I originally wrote this poem for my grandfather, not pictured below (the one picture we have from him in the Toledo Blade needs to be scanned in), who played in Toledo then college. A strong lefty who had a lot of promise, my grandfather’s injury seemed to end him.
This poem probably scares people away at the beginning, but I love the sound, rhythm, and subtext, but the 2nd and 3rd stanzas are more narrative and, I think, capture something only poetry can capture.
Dreamers Are Gluttons
There is a place for us,
the bedraggled, befuddled, joyless creatures
anemic with the hepatic urge to take on dreams
before bodies blush with cold
and slowly dissolve into the blue
themselves. We turn the note
of tongue’s sugar into a glazed whisper
coat the ears of our dying
with a verveless, inebriated language none
understand.
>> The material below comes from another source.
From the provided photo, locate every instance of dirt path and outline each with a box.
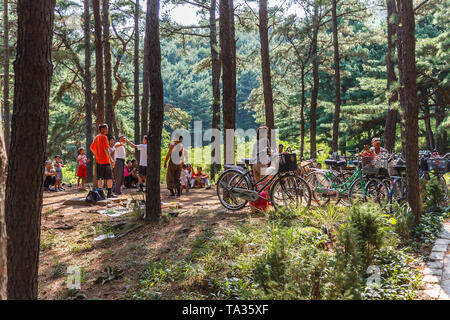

I’m not ashamed to say it, the man
in the picture was beautiful: dark eyes, wavy hair, loose
uniform on a solid frame, ramiform fingers
knuckling the ball,
cocksure and confident
that he had it, the it most men fear
never quite grasping – that sense of purpose – but,
that was before the Yankees sent him to college, before
the shoulder let loose of itself,
before the dock accident, before
his son could hide his disappointment.
Now it’s Pal Malls window-side,
one eye on the threshold spying for the orderly,
slow on order
and slower on denying the dying anything,
the other eye on the night sky
looking for the rumor of his glorious past
which is like smelling ghost-shit in a hospital bed.
Darkness to light, hand to mouth, the simple motion
sustains him as he daydreams of the game, the cold
beer, the surfeit of admiration
a son offers a father for the perfect
strike, perfect meal, perfect piggy back.
Defining sadness with synonyms
is the cruelest thing we have ever done.